Hepsi ilk albümden şarkılar. Mektup değişen teknoloji dünyasında nostaljik anlamlar ifade eden bir şarkı. Ağapo Se , ilk bölümü Rumca diğer bölümü Türkçe olan ve mübadele dönemini kurgulayan bir aşk şarkısı. Yağmur yine güzel hislerle yazılmış bir şarkı. Seçim Zamanı özellikle Trabzon’un milliyetçi söylemler üzerinden gündeme getirilmesini ve özelde bu şehir, genelde ise Karadeniz üzerinde oynanan oyunları protesto eden bir şarkı. Ağasar horonu yine özellikle Trabzon’un batısında yaşayan Oğuzların Çepni boyuna ait şive ve tavır ile kaydettiğimiz bir horon havası.
“Seçim Zamanı” şarkınızı “Diren Karadeniz” projesine dönüştürdünüz. Bu projenin amacı nedir? Neden toplumsal meselelere sanatınız aracılığıyla ses vermek size önemli geliyor?
Bu şarkı Karadeniz müzik kültürü içerisinde çok fazla örneği olmayan, hatta hiç olmayan protest ya da taşlama olarak nitelendirebileceğimiz bir şarkı. Karadeniz’in Türkçe olan türküleri genelde geleneksel olarak dağınık konular ve melodiler etrafında şekilleniyor. Sözü ve müziği ile özdeşleşmiş ve belli bir konudan bahseden çok fazla Karadeniz türküsü yok. Halkın yaşadığı sorunları yine halkın şivesiyle ifade etmeyi önemsiyorum. Bu boşluğu doldurmak adına Emekçi ve Mahsuni Şerif gibi ozanlardan esinlenerek yazdığım bir şarkı bu.
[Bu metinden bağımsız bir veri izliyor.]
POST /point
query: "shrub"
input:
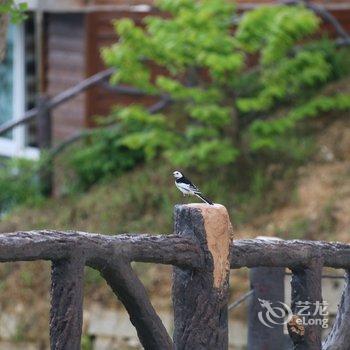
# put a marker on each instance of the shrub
(223, 105)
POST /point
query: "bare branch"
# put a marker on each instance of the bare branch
(131, 292)
(260, 252)
(322, 12)
(339, 336)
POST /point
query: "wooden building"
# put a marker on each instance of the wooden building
(69, 35)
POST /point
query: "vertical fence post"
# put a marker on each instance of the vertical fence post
(267, 284)
(66, 316)
(44, 132)
(339, 337)
(200, 296)
(307, 290)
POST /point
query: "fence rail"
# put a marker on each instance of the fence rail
(202, 252)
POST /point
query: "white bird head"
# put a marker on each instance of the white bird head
(177, 174)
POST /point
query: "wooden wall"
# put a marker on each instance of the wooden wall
(65, 67)
(73, 53)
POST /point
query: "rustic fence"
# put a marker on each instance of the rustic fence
(202, 251)
(42, 114)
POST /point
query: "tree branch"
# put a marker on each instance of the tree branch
(324, 14)
(295, 253)
(339, 336)
(54, 245)
(131, 292)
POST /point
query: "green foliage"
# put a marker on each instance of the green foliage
(14, 9)
(18, 183)
(101, 155)
(265, 134)
(203, 68)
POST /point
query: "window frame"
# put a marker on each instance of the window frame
(16, 146)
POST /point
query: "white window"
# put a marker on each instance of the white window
(13, 95)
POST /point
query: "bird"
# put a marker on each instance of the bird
(187, 187)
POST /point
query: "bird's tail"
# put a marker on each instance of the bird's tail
(206, 200)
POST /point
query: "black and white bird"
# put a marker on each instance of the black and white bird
(187, 187)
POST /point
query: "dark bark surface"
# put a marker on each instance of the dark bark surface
(131, 292)
(66, 315)
(200, 310)
(294, 253)
(268, 284)
(339, 337)
(307, 290)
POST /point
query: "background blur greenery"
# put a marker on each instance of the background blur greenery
(259, 120)
(241, 96)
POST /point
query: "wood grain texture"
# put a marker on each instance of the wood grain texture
(339, 336)
(66, 315)
(200, 296)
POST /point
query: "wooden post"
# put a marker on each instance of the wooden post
(66, 316)
(267, 284)
(44, 132)
(306, 290)
(200, 296)
(339, 337)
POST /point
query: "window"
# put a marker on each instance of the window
(14, 95)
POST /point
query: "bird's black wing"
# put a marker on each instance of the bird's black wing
(186, 181)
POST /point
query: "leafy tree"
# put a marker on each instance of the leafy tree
(227, 83)
(9, 10)
(14, 9)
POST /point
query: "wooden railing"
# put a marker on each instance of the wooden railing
(202, 251)
(42, 114)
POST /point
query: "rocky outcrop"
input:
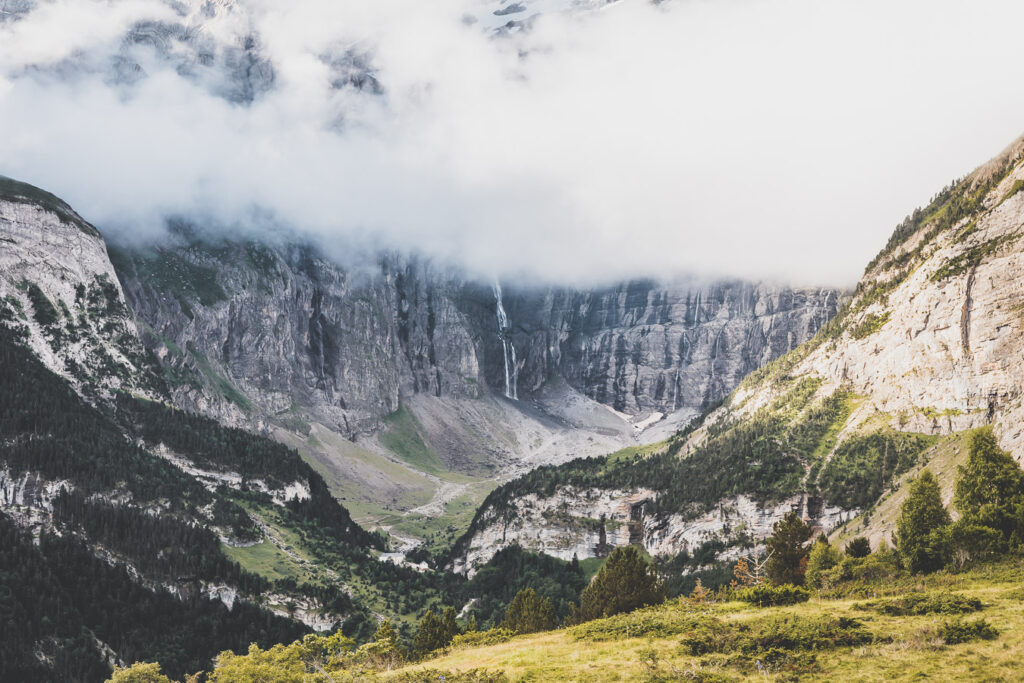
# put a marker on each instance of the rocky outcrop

Diren Karadeniz ise projede yer alan bazı arkadaşların önerisiyle yapılmış bir klip. Açıkçası bu arkadaşların bir çoğu bugün bu şarkının felsefesinden ve ruhundan çok uzakta bir çizgide yer alıyor. Bu nedenle bu şarkının Diren Karadeniz değil de Seçim Zamanı olarak hatırlanmasını tercih ederim.
Geleneksel Karadeniz müziğine verdiğiniz önemi ve gelecekteki rolünü nasıl değerlendiriyorsunuz?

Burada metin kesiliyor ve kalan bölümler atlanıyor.